There seems to be agreement between researchers that select groups of “best–performing” experts can reach an optimal collective result with sample sizes as small as five, which cannot be easily improved by increasing sample size [12,13]. This observation has a potential practical application in the field of medical diagnostics . However, it has also been shown that a well–designed mathematical or statistical model would still outperform any collective human opinion . Two further interesting applications of crowdsourcing in the fields of medicine and health research have been proposed recently. One study proposed that, in the absence of clear guidelines on indications, stabilization of the prevalence of use of certain drugs–such as antidepressants–at the level of the whole population might indicate the optimal usage. This is because the stabilized frequency at the population level is likely to reflect hundreds of thousands of decisions on continued usage, made by treated individuals based on their personal experiences . Finally, it has been proposed that complex, expensive and bureaucratic processes of research evaluations, such as the Research Excellence Framework (REF) that takes place every 6 years in the UK, could be replaced by crowd–sourced “prediction markets” . Prediction markets enable individuals to trade “bets” on whether a specific outcome would occur or not, and they have been shown to be successful at predicting outcomes in different areas of human activity, such as sport, entertainment and politics. Given that they are based on expert judgements, which also form the basis of REF in the UK, there is no reason why prediction market could not theoretically offer an alternative to the REF that could be updated annually, or even track the performance in real time .
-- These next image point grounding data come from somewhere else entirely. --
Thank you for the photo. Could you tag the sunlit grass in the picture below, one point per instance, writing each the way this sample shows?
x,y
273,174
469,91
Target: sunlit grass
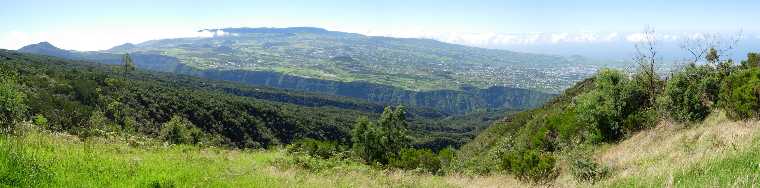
x,y
57,160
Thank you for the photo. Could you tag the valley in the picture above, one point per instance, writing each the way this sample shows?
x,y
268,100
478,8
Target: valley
x,y
392,93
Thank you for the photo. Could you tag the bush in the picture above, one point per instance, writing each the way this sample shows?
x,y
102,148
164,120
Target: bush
x,y
740,94
40,120
530,165
690,93
381,141
180,131
615,107
12,104
422,159
585,169
316,148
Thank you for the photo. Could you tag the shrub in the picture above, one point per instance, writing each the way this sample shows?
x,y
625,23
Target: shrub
x,y
740,94
179,130
615,100
530,165
446,156
12,104
315,148
422,159
690,93
585,169
381,141
40,120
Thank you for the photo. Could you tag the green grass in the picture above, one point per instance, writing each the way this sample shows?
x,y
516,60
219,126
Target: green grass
x,y
57,160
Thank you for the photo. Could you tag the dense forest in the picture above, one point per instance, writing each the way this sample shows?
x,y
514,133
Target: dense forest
x,y
538,147
453,101
88,99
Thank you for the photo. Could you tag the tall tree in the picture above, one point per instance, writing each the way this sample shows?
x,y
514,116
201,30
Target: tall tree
x,y
129,65
381,141
648,59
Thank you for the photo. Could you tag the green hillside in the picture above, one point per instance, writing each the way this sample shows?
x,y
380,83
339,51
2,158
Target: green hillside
x,y
457,100
698,128
71,94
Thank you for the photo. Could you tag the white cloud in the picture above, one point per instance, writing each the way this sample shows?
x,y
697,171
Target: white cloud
x,y
95,39
635,37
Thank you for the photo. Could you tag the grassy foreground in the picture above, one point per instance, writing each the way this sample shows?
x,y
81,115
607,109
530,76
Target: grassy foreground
x,y
716,152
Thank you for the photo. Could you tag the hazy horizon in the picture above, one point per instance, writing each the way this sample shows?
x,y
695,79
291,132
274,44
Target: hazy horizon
x,y
550,27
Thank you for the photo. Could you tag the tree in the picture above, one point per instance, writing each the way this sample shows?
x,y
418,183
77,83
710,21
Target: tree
x,y
179,130
129,65
753,60
12,102
379,142
648,59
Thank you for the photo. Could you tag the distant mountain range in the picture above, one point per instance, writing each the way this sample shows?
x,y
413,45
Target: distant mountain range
x,y
412,64
419,72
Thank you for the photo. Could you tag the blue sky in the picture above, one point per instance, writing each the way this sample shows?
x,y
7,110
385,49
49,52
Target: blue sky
x,y
93,25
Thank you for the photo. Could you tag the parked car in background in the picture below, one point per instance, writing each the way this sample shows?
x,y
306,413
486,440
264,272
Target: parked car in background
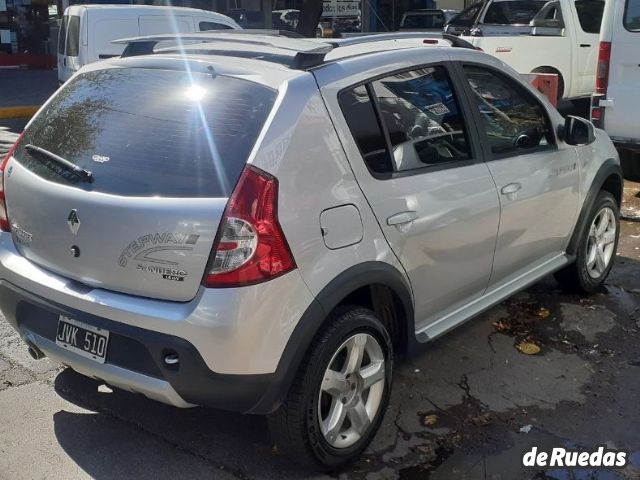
x,y
263,224
616,102
87,31
563,39
426,20
495,17
288,20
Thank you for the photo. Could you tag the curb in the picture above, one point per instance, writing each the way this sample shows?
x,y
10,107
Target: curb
x,y
24,111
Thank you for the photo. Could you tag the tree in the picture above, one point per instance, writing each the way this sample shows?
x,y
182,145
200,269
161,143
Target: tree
x,y
310,14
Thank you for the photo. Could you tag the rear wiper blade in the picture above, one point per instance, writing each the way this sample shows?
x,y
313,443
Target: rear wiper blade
x,y
80,172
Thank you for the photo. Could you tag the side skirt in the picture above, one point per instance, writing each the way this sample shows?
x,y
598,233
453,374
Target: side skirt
x,y
491,298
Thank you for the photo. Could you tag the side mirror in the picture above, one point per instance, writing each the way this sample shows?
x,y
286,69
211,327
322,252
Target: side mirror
x,y
577,131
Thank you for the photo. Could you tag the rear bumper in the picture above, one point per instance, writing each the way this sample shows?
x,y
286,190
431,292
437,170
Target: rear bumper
x,y
135,358
228,358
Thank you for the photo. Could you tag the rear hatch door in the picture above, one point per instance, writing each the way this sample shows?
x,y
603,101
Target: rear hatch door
x,y
165,149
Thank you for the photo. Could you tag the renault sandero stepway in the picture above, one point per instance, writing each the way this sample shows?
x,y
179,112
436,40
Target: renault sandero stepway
x,y
263,224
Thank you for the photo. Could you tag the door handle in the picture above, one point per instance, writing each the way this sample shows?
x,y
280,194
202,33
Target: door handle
x,y
402,218
511,188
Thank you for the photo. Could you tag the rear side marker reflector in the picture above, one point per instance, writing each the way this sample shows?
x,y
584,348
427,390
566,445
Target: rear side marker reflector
x,y
5,224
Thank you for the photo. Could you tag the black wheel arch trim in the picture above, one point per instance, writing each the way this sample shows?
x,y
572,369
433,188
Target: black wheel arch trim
x,y
609,167
353,278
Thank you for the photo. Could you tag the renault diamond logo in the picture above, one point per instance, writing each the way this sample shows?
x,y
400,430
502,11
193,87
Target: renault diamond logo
x,y
73,221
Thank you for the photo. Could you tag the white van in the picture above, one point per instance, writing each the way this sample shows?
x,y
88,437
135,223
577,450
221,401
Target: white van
x,y
616,103
87,31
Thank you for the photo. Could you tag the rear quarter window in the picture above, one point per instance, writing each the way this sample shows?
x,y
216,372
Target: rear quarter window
x,y
632,15
512,13
149,132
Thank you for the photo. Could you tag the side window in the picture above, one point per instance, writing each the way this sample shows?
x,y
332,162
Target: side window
x,y
360,115
632,15
204,26
73,36
421,115
590,14
62,35
514,120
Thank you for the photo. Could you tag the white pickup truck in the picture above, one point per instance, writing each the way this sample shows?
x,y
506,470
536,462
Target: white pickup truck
x,y
563,39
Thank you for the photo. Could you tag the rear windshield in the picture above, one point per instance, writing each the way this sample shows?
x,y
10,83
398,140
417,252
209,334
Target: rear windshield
x,y
73,36
467,17
632,15
512,13
590,14
425,20
149,132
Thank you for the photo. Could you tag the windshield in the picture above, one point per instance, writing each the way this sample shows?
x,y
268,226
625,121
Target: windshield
x,y
145,132
424,20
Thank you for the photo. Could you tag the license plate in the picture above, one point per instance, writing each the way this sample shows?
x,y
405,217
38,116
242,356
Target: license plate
x,y
83,339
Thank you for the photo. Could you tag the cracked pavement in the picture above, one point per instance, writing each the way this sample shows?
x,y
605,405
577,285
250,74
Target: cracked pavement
x,y
466,407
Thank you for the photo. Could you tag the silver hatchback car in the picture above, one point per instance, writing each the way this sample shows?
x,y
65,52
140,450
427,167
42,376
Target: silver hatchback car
x,y
261,224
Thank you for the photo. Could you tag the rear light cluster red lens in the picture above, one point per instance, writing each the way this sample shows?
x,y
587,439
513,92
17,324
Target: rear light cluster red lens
x,y
602,73
250,246
5,225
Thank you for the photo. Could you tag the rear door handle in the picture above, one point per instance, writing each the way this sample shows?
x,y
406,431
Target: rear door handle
x,y
511,188
402,218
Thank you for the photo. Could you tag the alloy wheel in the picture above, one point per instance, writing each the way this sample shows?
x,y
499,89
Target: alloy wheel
x,y
351,391
601,242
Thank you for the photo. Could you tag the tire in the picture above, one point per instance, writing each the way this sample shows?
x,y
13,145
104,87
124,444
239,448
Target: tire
x,y
591,267
630,162
297,426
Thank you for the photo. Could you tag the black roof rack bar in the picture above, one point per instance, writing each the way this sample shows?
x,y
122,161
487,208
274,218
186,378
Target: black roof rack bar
x,y
380,37
309,53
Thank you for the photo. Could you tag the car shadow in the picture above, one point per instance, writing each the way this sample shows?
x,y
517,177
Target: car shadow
x,y
222,440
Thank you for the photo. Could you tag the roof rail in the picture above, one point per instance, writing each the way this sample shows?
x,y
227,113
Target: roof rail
x,y
380,37
308,53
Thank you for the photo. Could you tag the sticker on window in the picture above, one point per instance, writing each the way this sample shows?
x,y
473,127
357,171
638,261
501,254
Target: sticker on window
x,y
438,109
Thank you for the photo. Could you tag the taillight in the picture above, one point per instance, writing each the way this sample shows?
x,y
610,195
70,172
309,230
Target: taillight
x,y
5,225
602,73
596,116
250,246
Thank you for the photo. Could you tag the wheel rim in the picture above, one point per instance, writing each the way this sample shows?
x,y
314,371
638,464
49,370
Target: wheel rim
x,y
351,390
601,242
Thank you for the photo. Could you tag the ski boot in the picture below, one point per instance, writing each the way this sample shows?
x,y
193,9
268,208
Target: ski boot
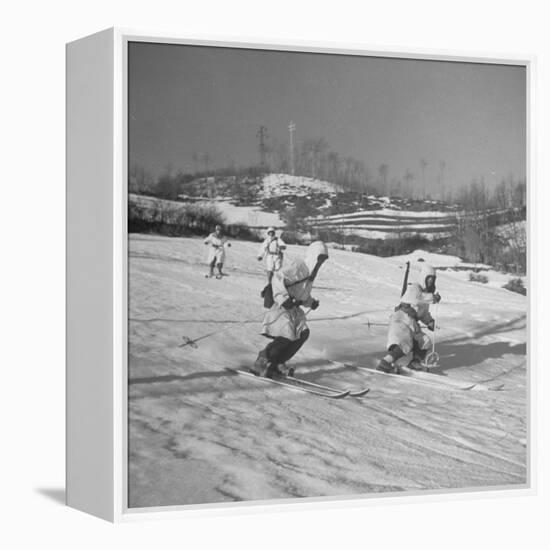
x,y
385,366
283,370
263,367
417,364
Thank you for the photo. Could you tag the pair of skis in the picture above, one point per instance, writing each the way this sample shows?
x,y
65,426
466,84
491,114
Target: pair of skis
x,y
218,276
298,384
427,378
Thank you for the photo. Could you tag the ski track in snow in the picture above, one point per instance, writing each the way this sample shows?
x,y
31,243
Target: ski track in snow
x,y
199,434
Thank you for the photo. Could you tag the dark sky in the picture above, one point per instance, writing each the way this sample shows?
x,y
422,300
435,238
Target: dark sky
x,y
186,99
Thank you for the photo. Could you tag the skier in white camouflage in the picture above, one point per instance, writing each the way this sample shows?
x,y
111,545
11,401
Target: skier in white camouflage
x,y
407,343
217,242
271,250
285,322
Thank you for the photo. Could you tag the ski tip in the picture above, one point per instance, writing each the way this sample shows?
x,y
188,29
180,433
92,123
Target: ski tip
x,y
359,393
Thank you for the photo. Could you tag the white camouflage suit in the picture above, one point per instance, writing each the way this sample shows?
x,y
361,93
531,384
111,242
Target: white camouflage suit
x,y
404,330
272,251
292,281
216,249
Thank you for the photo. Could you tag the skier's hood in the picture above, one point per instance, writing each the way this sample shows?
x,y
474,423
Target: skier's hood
x,y
314,250
412,295
426,270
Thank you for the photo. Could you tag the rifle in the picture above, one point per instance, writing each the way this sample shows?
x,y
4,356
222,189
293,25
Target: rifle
x,y
405,279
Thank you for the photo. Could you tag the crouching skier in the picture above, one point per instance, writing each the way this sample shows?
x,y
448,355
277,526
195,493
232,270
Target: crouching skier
x,y
272,250
216,254
285,322
407,343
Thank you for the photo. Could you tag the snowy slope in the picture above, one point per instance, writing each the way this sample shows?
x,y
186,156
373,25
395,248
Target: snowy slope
x,y
200,434
456,268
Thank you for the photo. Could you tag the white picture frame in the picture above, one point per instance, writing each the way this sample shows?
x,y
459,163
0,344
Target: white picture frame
x,y
97,273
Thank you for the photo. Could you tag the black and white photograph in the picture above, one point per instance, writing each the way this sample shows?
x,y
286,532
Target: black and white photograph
x,y
327,275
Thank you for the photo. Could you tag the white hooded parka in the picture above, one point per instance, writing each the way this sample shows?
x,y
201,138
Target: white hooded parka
x,y
292,281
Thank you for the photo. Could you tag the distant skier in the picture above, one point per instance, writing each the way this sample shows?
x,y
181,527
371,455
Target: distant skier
x,y
285,322
216,254
406,339
271,250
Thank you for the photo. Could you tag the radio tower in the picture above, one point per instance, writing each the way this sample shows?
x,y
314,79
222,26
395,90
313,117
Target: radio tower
x,y
262,135
291,128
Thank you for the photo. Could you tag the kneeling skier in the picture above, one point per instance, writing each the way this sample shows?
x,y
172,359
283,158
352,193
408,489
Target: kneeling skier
x,y
285,322
217,242
407,342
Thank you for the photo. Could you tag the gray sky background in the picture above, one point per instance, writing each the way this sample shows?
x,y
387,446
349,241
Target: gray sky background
x,y
185,99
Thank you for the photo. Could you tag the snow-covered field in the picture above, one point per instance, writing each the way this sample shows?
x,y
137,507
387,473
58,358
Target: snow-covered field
x,y
200,434
458,269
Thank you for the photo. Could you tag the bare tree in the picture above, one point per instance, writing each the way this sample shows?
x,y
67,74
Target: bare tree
x,y
442,166
195,158
206,161
383,171
423,166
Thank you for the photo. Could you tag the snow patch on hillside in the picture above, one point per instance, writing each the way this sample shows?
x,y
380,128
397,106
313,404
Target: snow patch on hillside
x,y
275,185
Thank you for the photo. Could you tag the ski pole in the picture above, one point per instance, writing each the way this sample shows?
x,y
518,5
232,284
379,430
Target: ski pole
x,y
432,359
193,341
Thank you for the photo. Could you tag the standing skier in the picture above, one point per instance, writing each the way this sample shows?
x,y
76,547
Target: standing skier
x,y
405,336
285,322
272,250
216,254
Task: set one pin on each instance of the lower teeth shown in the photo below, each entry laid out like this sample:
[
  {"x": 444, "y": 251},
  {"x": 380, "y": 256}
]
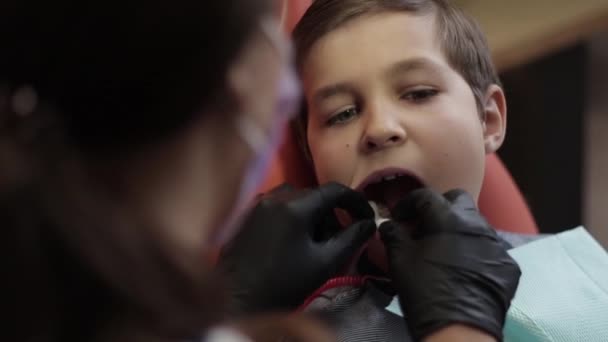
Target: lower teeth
[{"x": 381, "y": 213}]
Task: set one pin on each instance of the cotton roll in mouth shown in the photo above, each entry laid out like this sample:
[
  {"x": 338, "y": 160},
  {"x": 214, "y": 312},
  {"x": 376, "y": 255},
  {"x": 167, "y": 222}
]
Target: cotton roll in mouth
[{"x": 381, "y": 213}]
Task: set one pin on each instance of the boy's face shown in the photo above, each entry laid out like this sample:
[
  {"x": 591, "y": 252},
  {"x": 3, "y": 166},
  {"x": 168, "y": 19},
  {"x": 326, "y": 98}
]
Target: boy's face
[{"x": 384, "y": 100}]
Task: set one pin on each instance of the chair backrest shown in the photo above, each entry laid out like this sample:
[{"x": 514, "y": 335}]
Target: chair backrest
[{"x": 500, "y": 200}]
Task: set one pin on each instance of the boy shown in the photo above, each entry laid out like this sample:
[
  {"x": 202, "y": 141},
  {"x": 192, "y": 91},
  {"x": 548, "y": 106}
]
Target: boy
[{"x": 400, "y": 95}]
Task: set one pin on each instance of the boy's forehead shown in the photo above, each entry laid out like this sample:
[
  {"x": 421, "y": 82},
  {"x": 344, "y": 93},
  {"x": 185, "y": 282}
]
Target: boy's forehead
[{"x": 372, "y": 43}]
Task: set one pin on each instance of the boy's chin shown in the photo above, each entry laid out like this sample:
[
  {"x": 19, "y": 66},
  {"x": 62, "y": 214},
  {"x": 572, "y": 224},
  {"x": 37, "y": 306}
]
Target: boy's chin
[{"x": 377, "y": 253}]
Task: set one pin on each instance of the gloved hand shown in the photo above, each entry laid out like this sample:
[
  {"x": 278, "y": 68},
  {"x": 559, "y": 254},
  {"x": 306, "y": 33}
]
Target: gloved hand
[
  {"x": 290, "y": 244},
  {"x": 451, "y": 268}
]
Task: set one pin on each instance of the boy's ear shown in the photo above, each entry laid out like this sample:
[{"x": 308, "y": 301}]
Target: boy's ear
[{"x": 494, "y": 118}]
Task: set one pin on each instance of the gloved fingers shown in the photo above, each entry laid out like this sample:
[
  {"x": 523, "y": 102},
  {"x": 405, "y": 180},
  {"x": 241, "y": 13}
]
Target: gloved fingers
[
  {"x": 336, "y": 195},
  {"x": 398, "y": 242},
  {"x": 466, "y": 208},
  {"x": 340, "y": 249},
  {"x": 328, "y": 227},
  {"x": 424, "y": 207}
]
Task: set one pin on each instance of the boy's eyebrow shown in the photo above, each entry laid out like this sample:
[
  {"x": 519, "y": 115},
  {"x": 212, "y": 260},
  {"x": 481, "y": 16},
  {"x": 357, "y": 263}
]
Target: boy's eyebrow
[
  {"x": 332, "y": 90},
  {"x": 413, "y": 64}
]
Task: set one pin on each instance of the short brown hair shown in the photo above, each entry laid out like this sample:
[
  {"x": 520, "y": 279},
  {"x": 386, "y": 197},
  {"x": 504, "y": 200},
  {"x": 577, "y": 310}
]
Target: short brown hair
[{"x": 462, "y": 40}]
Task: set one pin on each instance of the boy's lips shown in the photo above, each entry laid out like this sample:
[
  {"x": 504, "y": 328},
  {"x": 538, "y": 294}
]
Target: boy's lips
[{"x": 388, "y": 186}]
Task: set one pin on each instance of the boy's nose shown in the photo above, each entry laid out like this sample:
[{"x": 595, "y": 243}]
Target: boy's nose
[{"x": 383, "y": 131}]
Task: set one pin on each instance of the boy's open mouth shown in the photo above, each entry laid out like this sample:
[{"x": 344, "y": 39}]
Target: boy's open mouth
[{"x": 389, "y": 187}]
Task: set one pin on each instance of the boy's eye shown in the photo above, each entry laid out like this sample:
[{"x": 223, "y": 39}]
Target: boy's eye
[
  {"x": 419, "y": 95},
  {"x": 343, "y": 116}
]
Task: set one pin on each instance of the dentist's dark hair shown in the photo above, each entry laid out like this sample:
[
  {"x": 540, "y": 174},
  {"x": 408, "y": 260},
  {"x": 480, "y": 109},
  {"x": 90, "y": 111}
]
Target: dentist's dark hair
[{"x": 85, "y": 84}]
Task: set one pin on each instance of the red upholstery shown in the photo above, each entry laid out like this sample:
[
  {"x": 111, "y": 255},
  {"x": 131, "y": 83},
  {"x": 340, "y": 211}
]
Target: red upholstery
[{"x": 500, "y": 201}]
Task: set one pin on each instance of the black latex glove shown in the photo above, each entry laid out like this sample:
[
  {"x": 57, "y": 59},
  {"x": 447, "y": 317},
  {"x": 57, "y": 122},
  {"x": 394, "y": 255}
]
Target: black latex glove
[
  {"x": 290, "y": 244},
  {"x": 452, "y": 268}
]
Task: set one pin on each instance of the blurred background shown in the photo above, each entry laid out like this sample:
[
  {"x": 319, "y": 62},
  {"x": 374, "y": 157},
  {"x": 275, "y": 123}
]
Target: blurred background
[{"x": 553, "y": 60}]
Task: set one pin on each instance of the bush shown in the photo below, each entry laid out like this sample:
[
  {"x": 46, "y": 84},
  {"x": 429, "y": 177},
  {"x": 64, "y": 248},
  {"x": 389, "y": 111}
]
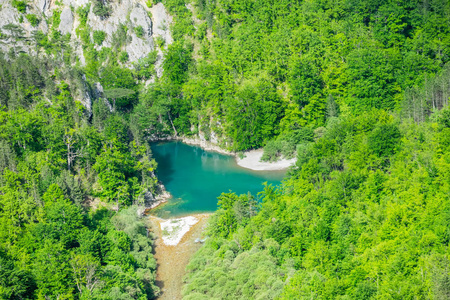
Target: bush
[
  {"x": 21, "y": 6},
  {"x": 139, "y": 31},
  {"x": 56, "y": 18},
  {"x": 384, "y": 140},
  {"x": 101, "y": 9},
  {"x": 99, "y": 36},
  {"x": 160, "y": 42},
  {"x": 123, "y": 57},
  {"x": 33, "y": 19}
]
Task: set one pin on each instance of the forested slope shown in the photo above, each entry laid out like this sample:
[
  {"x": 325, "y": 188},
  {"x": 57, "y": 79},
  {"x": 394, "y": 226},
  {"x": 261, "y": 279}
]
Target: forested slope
[
  {"x": 59, "y": 164},
  {"x": 363, "y": 215},
  {"x": 362, "y": 89},
  {"x": 262, "y": 70},
  {"x": 357, "y": 89}
]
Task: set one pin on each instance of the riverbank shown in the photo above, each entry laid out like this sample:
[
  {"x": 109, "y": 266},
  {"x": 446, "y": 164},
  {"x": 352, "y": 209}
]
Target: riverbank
[
  {"x": 173, "y": 259},
  {"x": 251, "y": 159}
]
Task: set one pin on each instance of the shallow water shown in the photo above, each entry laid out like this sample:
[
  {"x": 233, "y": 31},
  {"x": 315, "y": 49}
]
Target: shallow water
[{"x": 196, "y": 177}]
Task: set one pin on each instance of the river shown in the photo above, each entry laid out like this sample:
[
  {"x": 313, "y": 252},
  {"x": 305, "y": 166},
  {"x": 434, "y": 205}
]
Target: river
[{"x": 196, "y": 177}]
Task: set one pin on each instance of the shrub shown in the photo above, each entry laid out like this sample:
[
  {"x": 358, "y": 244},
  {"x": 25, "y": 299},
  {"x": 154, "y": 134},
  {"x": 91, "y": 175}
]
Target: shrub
[
  {"x": 99, "y": 36},
  {"x": 160, "y": 42},
  {"x": 139, "y": 31},
  {"x": 101, "y": 9},
  {"x": 123, "y": 57},
  {"x": 21, "y": 6},
  {"x": 384, "y": 140},
  {"x": 33, "y": 19},
  {"x": 56, "y": 19}
]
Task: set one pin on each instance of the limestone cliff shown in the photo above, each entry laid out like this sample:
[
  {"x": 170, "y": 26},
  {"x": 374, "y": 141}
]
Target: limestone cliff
[{"x": 142, "y": 25}]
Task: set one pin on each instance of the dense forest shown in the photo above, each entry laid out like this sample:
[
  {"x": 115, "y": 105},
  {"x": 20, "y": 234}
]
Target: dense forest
[{"x": 357, "y": 90}]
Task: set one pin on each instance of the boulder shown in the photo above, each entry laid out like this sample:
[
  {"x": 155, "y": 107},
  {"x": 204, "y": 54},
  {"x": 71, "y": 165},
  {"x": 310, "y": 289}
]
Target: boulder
[{"x": 66, "y": 21}]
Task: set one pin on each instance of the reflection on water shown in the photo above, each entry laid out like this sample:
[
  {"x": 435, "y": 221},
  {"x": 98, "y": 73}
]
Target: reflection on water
[{"x": 196, "y": 178}]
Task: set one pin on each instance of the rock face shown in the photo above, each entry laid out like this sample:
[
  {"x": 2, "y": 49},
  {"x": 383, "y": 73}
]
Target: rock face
[
  {"x": 161, "y": 24},
  {"x": 130, "y": 13},
  {"x": 133, "y": 15},
  {"x": 66, "y": 21}
]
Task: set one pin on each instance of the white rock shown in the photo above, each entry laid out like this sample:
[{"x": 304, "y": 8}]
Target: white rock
[
  {"x": 139, "y": 17},
  {"x": 66, "y": 21},
  {"x": 174, "y": 229}
]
Our experiments showed that the collective knowledge of a group with expertise in the subject should always be very close to the true value. In most cases and under most assumptions, the collective knowledge will be more accurate than the knowledge of an “average” individual, but there always seems to be a small group of individuals who manage to out–perform the collective. The accuracy of collective prediction may be enhanced by allowing the individuals with low confidence in their answer to withdraw from answering. This study showed that the CHNRI method is based on the premises and designs that are likely to maximise the predictive value of the group: experts are being invited to score proposed research ideas (instead of persons with limited knowledge, or lay persons); experts are providing their answers independently (to protect the end result from social influences); and they are using the scoring system that is expected to maximise the accuracy of the collective answer over the individual ones.